物価高が一服する? 当てにならない「日銀見通し」ハズれ連発の黒歴史
経済評論家の斎藤満氏はこう指摘する。
「全国の先行指標である東京都区部の4月のコアCPI(中旬速報値)は、前年同月比で3.4%も上昇。実態に近い数値です。金融正常化を目指す日銀が物価見通しを上方修正する可能性アリと見ていましたが、官邸の方針転換の影響を受けたのでしょう。トランプ米政権は円安修正と消費税廃止を要求していて、円安アジェンダをクリアするには利上げを断行する必要がある。
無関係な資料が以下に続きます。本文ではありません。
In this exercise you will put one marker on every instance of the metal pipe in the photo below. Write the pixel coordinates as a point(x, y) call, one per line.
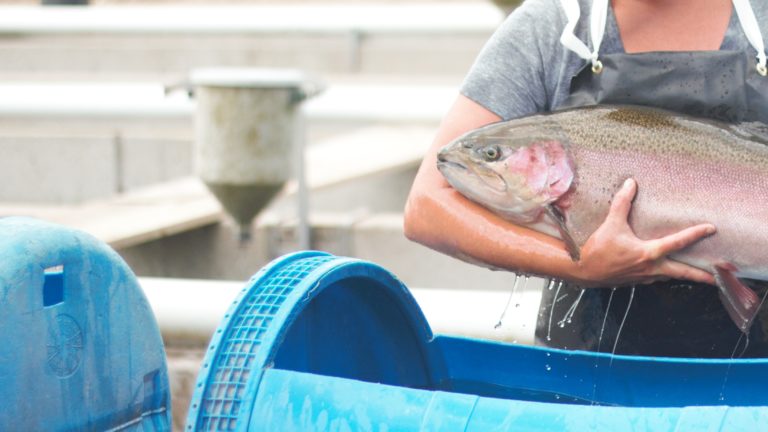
point(189, 310)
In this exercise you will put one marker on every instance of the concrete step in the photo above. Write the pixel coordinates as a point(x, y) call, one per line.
point(166, 42)
point(67, 143)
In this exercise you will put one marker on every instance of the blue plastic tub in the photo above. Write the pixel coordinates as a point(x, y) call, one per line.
point(81, 349)
point(317, 342)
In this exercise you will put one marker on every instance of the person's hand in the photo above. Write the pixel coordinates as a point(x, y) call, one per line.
point(615, 256)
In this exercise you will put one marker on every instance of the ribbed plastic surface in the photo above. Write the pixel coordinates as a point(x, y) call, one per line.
point(227, 368)
point(321, 343)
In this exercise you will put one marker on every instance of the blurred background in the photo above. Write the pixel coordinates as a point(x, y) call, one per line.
point(100, 125)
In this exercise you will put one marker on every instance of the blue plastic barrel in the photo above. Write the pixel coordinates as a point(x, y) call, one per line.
point(322, 343)
point(81, 349)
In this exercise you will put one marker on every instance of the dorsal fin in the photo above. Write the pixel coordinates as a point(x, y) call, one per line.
point(753, 131)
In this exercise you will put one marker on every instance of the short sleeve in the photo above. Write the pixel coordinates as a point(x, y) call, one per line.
point(509, 76)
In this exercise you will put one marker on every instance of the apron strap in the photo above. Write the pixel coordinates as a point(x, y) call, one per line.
point(752, 31)
point(597, 30)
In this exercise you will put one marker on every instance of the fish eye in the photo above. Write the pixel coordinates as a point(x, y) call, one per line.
point(491, 153)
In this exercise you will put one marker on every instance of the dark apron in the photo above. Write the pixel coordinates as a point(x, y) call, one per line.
point(675, 318)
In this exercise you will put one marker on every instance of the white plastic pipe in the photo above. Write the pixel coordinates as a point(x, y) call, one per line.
point(189, 310)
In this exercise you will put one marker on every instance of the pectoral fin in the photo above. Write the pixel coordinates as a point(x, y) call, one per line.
point(570, 244)
point(739, 300)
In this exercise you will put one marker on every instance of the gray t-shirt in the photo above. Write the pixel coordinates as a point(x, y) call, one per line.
point(524, 69)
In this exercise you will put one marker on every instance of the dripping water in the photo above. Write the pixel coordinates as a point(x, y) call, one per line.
point(621, 326)
point(552, 309)
point(733, 353)
point(600, 342)
point(571, 311)
point(511, 295)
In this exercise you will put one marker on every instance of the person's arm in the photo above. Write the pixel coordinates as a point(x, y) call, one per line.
point(439, 217)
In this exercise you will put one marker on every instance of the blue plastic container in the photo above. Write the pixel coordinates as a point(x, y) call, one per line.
point(81, 349)
point(317, 342)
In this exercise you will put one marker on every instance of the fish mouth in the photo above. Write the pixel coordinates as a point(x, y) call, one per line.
point(454, 170)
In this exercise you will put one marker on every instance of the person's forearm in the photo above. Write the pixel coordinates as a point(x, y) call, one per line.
point(445, 221)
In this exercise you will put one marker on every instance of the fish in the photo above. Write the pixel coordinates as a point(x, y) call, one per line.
point(557, 173)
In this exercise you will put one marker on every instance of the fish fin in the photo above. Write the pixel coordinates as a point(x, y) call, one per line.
point(755, 131)
point(739, 300)
point(570, 244)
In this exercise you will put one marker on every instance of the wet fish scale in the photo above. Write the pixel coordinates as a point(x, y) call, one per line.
point(688, 171)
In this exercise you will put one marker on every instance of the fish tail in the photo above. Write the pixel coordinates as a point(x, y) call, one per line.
point(739, 300)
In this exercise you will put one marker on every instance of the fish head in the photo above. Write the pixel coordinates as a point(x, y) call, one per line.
point(513, 168)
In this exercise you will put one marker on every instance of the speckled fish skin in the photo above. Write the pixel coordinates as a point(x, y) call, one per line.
point(688, 171)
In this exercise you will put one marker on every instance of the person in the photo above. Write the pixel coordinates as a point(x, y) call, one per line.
point(700, 57)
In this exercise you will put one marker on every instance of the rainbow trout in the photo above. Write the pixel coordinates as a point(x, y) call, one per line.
point(557, 173)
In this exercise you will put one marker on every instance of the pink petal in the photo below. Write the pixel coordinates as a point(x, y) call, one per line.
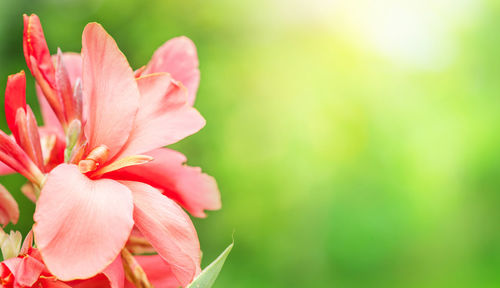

しかし、政府・与党にとって参院選前に経済的負荷を高めるのはマイナス。トランプ大統領の求心力が揺らいでいることから恐怖心が薄らぎ、国内政治重視に傾いている。巻き込まれた格好の日銀は利上げ見送りの理屈として、景気下振れとインフレ足踏みをセットで出したのでしょう。黒田日銀は『上がる上がる』とあおっては下方修正し、植田日銀は『上がらない』と言って上方修正。日銀の見通しは政治に応える方便と化しています」
どうりでハズレを連発してきたわけだ。内閣府発表の4月の消費動向調査によると、1年後に「5%以上」の物価上振れを見込む割合は前月比4.7ポイント増の60.0%。納得の数字だ。